Allbirds IPO: Sustainability-focused shoemaker eyes Nasdaq debut, but profits remain elusive

By Connie Lin

August 31, 2021

Trendy sneaker maker Allbirds has filed for an initial public offering, eyeing a Nasdaq debut amid swelling interest in sustainable goods.

The shoe company, famed for creating eco-friendly wool footwear from plant-based threads, has become somewhat iconic among Silicon Valley tech yuppies. Its IPO documents, released Tuesday, indicate rising sales in recent years—but that was caveated by widening net losses driven by high operating expenses. In 2020, Allbirds grew its revenue to $219 million, from $194 million the year before, but that ultimately crunched down to a net loss of $26 million, compared to a loss of $15 million the previous year.

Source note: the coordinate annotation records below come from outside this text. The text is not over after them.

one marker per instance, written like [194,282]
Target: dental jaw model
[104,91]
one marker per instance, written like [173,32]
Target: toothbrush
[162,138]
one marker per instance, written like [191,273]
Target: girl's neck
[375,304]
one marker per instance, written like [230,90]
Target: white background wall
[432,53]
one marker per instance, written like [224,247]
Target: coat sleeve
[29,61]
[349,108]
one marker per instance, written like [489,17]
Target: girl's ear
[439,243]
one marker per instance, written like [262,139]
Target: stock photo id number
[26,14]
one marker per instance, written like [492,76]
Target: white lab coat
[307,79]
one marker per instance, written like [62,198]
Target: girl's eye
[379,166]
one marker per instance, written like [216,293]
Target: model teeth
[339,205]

Under its risk factors, the company lists, “We have incurred significant net losses since inception, and anticipate that we will continue to incur losses for the foreseeable future.” It’s also a certified B-Corp, meaning it’s legally required to balance profit with its purpose of improving society. For Allbirds, part of that is curbing the carbon-heavy manufacturing of synthetics that are ubiquitous in footwear.

Losses aside, Allbirds appears to be seizing a moment of investor mania over environmentally and socially conscious brands. The company’s IPO prospectus—which mentions “sustainability” more than 200 times—follows recent public debuts from Oatly, the dairy-free milk alternative, and The Honest Company, Hollywood actress Jessica Alba’s organic products bazaar focused on ethical consumerism. Plant-based meat company Impossible Foods is also seeking a debut via a blank-check merger, Reuters reported this spring.

Allbirds’s IPO, along with an upcoming direct listing from buzzy eyewear brand Warby Parker, could also serve as a measure of investor appetite for cached, but money-losing millennial darlings. Along with mattress seller Casper, which had its own disastrous IPO in 2020, the three companies have become poster children for retail industry disruption.

The shoemaker’s prospectus lists the size of its offering as $100 million, which will serve as a placeholder until terms are set. According to a Bloomberg report, the company could seek a valuation of $2 billion or more.

Whether Allbirds soars or sinks is yet to be seen. But in the meantime, it’s expanding: It revealed this month that it would be launching a new line of athletic clothing spun from the pulp of eucalyptus trees, in an apparent bid to take on Nike and Lululemon. It currently has 27 brick-and-mortar locations worldwide, including stores in Auckland, Berlin, and Beijing.